Former Chief Officer of the Country Fire Authority says it is not what you build a house from that helps make it fireproof but how it is built.
CFA chief and director of Operations from 2001 until 2010, Russell Rees, says CFA fire-fighters often found many properties were burnt after the main fire front had raced through.
“There was graphic footage on a number of the TV channels of the (2001) Sydney fires of ember attack,” Mr Rees said.
“There will be embers before and afterwards and its the embers that nest in all those places everywhere from the doormat at the back of the house through to the roof and all those gaps.
“A lot of that is due to the fact that the whole countryside is dry and there is plenty of loose fuel around in the trees, on the ground and it’s all blowing (around).”
A smooth or rough house wall finish could mean embers ignite or glance off
He said there were many types of building materials suitable to build a house with but the materials need a smooth finish that did not catch embers.

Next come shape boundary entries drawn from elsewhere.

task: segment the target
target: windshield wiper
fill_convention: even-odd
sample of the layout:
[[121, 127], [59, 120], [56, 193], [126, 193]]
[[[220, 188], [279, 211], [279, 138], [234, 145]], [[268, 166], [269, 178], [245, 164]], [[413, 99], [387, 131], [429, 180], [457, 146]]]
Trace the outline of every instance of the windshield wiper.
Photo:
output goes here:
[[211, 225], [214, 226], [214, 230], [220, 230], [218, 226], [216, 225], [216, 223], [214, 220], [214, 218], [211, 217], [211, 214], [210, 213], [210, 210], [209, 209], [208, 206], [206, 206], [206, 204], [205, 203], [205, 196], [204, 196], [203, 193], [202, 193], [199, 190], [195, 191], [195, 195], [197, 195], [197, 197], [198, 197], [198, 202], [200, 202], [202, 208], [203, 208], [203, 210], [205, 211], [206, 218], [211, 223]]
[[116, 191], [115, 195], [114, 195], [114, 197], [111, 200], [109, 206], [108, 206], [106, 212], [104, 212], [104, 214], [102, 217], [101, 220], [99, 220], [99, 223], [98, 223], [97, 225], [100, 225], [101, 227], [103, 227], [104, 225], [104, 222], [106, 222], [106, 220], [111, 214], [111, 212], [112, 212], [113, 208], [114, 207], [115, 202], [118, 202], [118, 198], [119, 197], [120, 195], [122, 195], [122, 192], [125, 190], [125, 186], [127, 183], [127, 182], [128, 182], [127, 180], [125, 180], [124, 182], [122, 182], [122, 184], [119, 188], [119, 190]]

“It is generally not so much about what you build it out of it’s how you build it in relation to the types of materials,” Mr Rees said.
“So the rougher the materials the more of an issue it is (to attract fire). For example, rough sawn timber, things like railway sleepers in the garden bed (can attract embers).

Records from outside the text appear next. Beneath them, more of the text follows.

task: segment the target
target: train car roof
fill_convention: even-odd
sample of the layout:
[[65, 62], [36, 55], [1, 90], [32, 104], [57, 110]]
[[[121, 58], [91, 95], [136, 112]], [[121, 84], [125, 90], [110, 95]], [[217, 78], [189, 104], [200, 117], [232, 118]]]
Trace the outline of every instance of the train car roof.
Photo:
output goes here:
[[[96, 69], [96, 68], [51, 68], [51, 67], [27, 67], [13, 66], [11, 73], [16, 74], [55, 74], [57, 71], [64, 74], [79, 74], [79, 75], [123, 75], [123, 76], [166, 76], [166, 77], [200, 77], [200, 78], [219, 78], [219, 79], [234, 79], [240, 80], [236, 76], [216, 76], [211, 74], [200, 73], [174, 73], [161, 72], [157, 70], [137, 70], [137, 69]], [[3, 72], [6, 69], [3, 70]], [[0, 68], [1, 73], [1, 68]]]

“It is also about whether the house has enclosures or openings, that is, underneath the house in the roof void or round the windows where embers can sit or be caught.”
He said rural property owners must regularly collect forest litter, especially as trees became more stressed due to drier conditions and shed more leaves and branches.
“Well they (property owners) need to clean up regularly, absolutely,” Mr Rees said.
“If you are living on a rural property that has got some trees you have got to think about, well what’s the state of my grassland, what’s the state of my fuel litter.
“The second thing to understand is whilst fuel may be low in the grasslands due to drought or whatever, the fire will still carry across dry country, sparse country.
“It may not be as intense a fire but it will still carry. Therefore the assumption that low fuel necessarily means a significant lower fire risk is not true.”
Mr Rees said he urged all property owners to manage their water supplies to cater for their own needs but also for fire-fighters.
“They need to understand that the fire services will be looking for water as there is not necessarily a lot of water about.”